Prices for this kits start around $100 for Ryobi and go up to about $250 for Dewalt. There's a ton of reviews on these combo kits, and all they basically say that Ryobi is heavier and not as good as the other more expensive brands, but is pretty good considering the price and the Dewalt is good but expensive.

Now you're probably wondering what's the difference between a drill and an impact driver. Yes, both spin and can do mostly the same thing. The impact driver also hammers as it spins so that the screw goes in to the hole better. Think of the drill as a spoon and the impact driver as a fork. The spoon can do about everything the fork can do, but people use a fork more because it is more specialized. (but drilling holes with an impact driver is difficult and requires specialized bits)

When I bought my drill, it came with a coupon for a free impact driver. Being a cheapskate, I took the impact driver even though I didn’t know what it was. A few months later, I used it and WOW, it instantly became my new favorite tool. Now I use my impact driver a lot more than I use my drill. Plus my impact driver is smaller and lighter than my drill.


----------



## jeffnc (Apr 1, 2011)

It is a little misleading to say that an impact driver hammers as it spins, because that sounds like a hammer drill.
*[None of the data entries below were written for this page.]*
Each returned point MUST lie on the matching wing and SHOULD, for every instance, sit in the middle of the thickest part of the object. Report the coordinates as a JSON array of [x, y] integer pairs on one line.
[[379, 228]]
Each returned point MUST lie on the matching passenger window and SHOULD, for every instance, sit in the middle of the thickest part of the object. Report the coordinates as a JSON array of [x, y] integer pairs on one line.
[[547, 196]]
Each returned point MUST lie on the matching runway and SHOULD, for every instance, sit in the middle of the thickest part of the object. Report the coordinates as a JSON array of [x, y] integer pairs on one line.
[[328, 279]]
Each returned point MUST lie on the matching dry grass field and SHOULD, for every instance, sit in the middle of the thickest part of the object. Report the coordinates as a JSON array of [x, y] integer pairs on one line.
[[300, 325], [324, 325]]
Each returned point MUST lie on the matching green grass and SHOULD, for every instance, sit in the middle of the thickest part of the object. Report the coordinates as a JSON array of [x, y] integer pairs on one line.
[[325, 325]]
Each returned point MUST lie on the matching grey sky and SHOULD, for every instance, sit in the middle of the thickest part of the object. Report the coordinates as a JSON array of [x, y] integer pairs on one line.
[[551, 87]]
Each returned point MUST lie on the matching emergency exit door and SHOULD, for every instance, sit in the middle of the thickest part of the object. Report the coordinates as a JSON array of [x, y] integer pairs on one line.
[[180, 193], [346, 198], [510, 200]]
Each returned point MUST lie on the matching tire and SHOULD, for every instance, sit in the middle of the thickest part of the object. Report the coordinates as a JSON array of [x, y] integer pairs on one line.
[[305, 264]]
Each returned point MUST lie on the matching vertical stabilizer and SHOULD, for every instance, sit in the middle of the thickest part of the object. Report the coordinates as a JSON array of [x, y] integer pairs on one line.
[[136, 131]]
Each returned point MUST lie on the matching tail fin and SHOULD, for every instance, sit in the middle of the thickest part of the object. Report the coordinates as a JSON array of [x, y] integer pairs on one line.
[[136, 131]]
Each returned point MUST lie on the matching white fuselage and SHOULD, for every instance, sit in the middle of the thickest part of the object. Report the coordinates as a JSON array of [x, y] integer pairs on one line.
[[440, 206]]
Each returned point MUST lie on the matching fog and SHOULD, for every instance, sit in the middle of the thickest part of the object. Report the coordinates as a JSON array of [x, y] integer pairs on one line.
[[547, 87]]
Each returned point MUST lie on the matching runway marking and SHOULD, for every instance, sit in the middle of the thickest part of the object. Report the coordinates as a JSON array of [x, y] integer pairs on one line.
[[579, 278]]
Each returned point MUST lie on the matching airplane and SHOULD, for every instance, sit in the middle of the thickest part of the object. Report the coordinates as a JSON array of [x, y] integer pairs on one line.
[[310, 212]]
A typical high-end driver/drill is a combination of 3 things - screw driver with clutch, drill, and hammer drill. You select which of those 3 you want with a switch.
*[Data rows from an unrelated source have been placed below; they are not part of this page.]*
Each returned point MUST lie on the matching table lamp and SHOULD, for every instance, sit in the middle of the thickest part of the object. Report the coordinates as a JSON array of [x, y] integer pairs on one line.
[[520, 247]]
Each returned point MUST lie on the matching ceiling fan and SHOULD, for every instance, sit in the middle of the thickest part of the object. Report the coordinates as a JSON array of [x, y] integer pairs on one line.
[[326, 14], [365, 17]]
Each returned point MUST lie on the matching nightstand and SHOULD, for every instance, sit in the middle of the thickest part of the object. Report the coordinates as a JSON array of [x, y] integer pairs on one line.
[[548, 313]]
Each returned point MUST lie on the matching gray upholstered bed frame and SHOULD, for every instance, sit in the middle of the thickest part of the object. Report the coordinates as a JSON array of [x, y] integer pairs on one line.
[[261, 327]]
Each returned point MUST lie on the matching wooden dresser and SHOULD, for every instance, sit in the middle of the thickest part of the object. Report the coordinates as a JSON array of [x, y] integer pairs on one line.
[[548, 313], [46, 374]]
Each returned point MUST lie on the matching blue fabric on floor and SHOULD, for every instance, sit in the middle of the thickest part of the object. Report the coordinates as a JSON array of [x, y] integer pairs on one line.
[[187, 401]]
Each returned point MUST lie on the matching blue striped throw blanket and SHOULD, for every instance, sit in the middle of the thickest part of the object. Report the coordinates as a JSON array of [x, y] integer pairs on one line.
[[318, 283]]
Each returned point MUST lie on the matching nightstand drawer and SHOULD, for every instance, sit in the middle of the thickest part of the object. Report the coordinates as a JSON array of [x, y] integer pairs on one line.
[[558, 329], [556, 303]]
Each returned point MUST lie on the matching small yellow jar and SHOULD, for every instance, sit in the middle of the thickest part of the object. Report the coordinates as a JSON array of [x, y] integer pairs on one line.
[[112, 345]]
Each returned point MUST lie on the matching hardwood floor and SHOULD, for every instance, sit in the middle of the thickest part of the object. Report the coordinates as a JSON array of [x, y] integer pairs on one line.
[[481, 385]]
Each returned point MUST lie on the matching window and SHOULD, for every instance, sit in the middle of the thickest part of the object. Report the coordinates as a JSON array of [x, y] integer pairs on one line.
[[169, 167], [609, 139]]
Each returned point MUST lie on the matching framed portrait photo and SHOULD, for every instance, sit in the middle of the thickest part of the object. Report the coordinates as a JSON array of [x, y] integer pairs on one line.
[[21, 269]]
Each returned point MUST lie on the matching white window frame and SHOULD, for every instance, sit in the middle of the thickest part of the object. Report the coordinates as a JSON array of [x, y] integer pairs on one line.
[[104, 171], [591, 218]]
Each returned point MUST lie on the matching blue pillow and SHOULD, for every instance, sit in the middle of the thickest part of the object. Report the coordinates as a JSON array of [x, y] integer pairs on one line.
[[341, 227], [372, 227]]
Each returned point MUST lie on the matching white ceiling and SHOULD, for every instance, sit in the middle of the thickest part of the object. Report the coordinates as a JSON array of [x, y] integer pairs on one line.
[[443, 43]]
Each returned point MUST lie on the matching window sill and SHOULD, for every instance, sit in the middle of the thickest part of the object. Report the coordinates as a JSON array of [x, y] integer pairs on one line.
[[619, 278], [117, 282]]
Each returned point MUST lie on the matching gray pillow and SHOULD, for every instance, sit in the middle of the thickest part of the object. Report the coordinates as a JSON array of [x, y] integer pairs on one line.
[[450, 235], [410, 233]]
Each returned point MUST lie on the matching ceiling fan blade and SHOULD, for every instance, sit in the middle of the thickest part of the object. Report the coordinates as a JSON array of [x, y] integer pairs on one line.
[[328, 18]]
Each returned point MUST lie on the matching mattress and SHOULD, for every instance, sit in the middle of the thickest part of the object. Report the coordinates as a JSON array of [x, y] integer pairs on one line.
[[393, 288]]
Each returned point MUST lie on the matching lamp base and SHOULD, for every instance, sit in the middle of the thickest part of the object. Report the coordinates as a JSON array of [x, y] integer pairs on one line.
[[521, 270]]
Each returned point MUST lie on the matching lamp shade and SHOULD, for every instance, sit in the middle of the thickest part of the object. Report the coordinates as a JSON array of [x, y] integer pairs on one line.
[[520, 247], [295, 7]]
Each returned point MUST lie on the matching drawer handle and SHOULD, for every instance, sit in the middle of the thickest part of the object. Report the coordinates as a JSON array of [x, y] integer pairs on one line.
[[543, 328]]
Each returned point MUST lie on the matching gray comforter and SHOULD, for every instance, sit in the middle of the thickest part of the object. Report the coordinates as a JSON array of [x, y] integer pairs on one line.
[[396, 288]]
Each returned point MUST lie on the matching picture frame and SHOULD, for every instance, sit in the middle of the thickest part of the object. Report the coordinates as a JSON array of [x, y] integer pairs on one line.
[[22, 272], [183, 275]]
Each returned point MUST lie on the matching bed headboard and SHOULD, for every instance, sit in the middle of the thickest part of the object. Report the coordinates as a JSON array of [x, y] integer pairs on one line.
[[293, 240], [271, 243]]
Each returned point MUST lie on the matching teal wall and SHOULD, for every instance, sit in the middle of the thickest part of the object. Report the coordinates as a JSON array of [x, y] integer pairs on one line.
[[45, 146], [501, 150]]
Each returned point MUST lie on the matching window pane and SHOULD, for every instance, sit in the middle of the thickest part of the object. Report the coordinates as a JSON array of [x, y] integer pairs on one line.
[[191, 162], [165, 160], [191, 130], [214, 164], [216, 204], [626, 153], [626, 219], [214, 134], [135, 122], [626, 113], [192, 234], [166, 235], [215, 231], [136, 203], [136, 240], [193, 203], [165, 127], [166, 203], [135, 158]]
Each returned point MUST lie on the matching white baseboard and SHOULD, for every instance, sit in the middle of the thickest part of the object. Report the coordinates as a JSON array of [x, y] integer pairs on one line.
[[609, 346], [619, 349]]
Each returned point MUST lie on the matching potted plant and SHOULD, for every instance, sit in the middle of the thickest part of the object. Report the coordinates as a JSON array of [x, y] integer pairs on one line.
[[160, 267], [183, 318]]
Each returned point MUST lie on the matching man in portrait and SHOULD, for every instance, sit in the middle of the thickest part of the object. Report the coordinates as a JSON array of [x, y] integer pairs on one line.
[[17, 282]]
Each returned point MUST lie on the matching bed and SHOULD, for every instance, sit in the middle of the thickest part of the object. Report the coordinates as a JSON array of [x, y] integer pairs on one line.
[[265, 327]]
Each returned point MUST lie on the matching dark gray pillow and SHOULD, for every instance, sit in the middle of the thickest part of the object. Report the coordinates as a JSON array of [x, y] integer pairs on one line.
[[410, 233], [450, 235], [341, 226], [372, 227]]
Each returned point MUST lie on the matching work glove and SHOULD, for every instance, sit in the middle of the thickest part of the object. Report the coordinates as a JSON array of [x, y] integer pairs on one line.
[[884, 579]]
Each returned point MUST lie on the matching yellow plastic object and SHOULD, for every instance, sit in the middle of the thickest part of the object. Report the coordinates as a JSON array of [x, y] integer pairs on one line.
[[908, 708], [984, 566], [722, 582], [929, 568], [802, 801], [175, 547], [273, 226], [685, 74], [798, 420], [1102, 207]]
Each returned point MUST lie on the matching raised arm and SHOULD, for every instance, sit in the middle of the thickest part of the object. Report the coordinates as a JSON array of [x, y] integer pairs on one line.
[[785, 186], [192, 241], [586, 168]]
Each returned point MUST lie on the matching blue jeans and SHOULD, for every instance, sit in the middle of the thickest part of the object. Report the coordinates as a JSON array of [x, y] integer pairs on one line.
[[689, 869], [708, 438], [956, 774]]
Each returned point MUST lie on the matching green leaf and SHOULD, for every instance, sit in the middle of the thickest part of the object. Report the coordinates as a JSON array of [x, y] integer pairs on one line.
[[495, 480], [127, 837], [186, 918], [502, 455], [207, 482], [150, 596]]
A hammer drill hammers as it drills. A hammer motion means pounding into the material in the direction of the bit. You would use this setting when drilling into concrete or brick with a drill meant for hammering.
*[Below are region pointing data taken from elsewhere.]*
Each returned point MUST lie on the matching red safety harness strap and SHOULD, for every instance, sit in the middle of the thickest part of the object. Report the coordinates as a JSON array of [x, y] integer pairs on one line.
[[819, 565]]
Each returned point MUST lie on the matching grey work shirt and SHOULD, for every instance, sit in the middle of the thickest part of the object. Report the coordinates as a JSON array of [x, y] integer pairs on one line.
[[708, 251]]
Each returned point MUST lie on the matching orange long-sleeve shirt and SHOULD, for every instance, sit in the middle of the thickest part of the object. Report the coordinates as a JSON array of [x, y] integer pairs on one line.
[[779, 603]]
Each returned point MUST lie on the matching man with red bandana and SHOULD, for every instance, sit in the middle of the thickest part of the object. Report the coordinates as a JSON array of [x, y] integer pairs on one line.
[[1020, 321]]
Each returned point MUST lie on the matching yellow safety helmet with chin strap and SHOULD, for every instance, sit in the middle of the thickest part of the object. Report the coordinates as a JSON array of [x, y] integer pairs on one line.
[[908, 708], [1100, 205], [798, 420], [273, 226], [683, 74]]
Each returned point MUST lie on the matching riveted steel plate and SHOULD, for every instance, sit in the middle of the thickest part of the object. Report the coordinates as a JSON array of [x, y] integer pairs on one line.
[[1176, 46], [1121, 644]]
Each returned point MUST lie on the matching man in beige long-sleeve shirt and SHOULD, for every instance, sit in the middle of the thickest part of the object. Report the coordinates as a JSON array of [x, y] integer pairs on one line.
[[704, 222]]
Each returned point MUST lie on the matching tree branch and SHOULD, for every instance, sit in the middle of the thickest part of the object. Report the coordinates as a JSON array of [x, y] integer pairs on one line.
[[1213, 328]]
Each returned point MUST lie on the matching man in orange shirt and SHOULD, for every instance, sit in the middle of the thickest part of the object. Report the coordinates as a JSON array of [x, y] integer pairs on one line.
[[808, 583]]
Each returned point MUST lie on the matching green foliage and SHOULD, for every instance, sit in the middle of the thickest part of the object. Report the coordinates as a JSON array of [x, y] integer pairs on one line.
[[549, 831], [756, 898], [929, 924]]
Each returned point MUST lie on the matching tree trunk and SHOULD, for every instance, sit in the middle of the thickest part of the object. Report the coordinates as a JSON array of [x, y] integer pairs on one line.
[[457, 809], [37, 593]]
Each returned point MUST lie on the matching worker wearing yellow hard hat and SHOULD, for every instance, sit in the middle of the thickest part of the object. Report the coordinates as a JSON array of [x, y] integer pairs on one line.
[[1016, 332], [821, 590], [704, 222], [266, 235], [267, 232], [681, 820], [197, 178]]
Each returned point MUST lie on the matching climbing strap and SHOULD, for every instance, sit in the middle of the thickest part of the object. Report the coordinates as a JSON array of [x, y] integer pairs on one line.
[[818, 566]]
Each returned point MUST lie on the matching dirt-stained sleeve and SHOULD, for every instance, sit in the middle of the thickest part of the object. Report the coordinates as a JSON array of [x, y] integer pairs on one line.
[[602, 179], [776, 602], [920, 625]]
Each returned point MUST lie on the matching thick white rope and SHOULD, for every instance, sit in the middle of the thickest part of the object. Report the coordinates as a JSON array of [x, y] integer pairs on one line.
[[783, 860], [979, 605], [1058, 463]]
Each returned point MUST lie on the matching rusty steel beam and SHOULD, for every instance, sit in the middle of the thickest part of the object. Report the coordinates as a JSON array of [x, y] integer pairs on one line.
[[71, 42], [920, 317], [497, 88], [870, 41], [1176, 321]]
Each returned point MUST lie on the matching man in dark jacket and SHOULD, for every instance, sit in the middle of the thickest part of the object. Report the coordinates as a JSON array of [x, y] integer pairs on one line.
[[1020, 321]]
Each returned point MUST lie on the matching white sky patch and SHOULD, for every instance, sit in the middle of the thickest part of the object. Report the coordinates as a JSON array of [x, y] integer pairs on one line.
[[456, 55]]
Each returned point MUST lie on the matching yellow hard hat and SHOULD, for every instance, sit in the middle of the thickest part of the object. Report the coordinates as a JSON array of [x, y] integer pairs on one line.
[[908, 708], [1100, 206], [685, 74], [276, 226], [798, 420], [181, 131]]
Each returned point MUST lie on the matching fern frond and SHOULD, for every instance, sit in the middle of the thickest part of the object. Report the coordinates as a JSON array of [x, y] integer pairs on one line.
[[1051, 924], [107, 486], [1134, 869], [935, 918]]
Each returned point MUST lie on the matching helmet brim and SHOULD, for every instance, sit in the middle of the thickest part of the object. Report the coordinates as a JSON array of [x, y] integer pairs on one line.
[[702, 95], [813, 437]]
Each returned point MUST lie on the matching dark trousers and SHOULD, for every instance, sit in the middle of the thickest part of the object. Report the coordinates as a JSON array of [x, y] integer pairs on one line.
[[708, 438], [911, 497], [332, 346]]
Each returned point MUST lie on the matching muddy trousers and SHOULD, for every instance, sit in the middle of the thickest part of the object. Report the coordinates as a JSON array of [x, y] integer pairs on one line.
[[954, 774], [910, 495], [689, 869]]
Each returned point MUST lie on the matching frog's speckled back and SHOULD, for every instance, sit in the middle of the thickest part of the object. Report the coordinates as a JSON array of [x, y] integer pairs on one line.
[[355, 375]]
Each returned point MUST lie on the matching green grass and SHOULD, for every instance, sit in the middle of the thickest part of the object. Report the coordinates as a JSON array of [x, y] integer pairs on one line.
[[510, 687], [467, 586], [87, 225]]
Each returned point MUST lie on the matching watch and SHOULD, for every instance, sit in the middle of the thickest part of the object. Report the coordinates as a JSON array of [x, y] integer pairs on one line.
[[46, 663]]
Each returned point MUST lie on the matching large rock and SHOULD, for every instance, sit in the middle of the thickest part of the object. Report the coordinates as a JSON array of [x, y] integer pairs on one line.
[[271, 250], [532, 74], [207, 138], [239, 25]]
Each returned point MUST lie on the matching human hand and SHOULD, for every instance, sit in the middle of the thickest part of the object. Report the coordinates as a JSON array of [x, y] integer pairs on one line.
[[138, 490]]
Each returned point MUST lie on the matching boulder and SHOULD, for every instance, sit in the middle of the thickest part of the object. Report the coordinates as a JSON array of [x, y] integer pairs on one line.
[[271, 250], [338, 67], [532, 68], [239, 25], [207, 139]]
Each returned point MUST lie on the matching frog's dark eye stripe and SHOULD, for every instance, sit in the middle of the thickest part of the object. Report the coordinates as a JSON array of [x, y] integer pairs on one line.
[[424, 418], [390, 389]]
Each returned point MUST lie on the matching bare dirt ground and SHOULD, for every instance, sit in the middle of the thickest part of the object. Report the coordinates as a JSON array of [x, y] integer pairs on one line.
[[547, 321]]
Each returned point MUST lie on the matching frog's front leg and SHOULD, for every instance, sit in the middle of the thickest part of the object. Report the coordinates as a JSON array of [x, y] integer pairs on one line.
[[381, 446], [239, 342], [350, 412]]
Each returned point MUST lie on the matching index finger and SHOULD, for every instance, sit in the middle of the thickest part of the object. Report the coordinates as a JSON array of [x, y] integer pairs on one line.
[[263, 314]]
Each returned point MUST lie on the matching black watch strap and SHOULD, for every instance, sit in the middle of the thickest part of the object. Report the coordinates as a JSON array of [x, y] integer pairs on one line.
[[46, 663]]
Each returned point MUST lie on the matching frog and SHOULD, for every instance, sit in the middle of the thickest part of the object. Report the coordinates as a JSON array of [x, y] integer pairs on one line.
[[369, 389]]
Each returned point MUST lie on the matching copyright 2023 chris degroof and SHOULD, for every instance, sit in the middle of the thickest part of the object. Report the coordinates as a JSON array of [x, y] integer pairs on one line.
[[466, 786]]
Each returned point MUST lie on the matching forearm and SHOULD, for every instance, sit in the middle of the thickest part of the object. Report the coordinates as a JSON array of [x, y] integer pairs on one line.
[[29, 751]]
An impact driver is completely different. It would be completely useless with a hammer drill bit. The bit is impacted with a _rotational_ force to spin the bit with extra torque in little pulsating jolts. It has no clutch and would be a bad choice for many applications. It's great for jobs where you don't have to be precise, for example countersinking screws in framing, flooring, or decking. Their power is addicting, but not


----------